Certain tests pick up specific differences. For example, Anandtech’s N-Queens test—though of little value as a general benchmark—is extremely branch-heavy and will stress branch predictors and highlight penalties imposed by long pipelines. Bulldozer shows a significant reduction in single-threaded performance relative to the Phenom II. So great is the drop that even when run in multithreaded mode, the eight concurrent threads on Bulldozer can’t keep up with the Phenom II’s six threads, or even the Intel chip’s four.
Moving on to more realistic tests, we see something similar in floating point-intensive multithreaded Cinebench rendering, run by both Anandtech and Tech Report. Bulldozer’s single-threaded score trails Phenom II’s slightly, and is at a huge disadvantage relative to Intel’s processors. The eight threads make up for the discrepancy this time, as Bulldozer pulls ahead of Thuban in the multithreaded benchmark.
These benchmarks in many ways show the two extremes of Bulldozer’s performance.
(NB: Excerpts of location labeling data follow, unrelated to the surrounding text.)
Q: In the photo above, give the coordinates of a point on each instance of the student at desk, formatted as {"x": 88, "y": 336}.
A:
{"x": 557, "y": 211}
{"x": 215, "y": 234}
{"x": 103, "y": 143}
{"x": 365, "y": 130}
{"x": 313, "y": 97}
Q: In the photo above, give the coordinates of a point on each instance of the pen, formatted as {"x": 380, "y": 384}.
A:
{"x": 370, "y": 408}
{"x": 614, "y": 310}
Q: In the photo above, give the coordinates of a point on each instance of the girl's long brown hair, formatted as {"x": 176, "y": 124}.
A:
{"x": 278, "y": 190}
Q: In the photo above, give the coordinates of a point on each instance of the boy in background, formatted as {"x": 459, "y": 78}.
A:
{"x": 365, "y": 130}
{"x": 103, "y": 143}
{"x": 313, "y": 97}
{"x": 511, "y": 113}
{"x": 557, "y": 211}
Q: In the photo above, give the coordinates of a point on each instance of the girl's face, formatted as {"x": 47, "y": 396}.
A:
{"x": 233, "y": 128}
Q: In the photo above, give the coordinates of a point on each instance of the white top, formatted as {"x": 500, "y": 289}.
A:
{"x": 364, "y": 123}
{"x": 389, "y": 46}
In single-threaded workloads, it struggles to keep pace with either its predecessor or Intel’s competitor. But when all eight threads run simultaneously, Bulldozer can more than make up for this weaker single-threaded performance. Games tend to lie between the two extremes—they spawn some threads, but rarely as many as eight—with Bulldozer sometimes beating the Phenom II (for example, in Anandtech’s Civilization V test or Tech Report’s F1 2010 benchmark), other times falling behind (as seen in Anandtech’s tests of Dawn of War II and Crysis: Warhead).
These are bad results for AMD. The FX-8150 is more expensive to buy than the Phenom II X6 1100T, yet in typical desktop workloads its performance is no better, and sometimes even worse. The scores are not even altogether surprising: the limited per-thread execution resources, longer pipelines, and slower memory subsystem made inferior performance in these workloads almost inevitable.
The newer Trinity line has improved things somewhat, but even he top of the line trinity only makes 6th place on PCMarks 7 when compared to the competing i7s and i5s scoring around 3325 compared to the “king of the hill” i7-3720s 6695. In the computation sub-mark test, it really, really gets trounced. The i7-3720s score is 27261 while the Trinity comes in at 4323.
As an Austinite I love AMD and historically I’ve owned dozens of them, but they just aren’t up to the muscle of the Intels and muscle is what you’re after for CPU rendering. Keep in mind, none of this means that the AMDs are bad. In fact, they’re still quite solid. For what you pay for them they are quite efficient on a cost-to-performance ratio. The point of this was only that if ultimate performance is the goal and money is no object then Intel currently holds the crown.
For what it’s worth DS will see all 12 of the cores on my system (24 if you include hyperthreaded cores).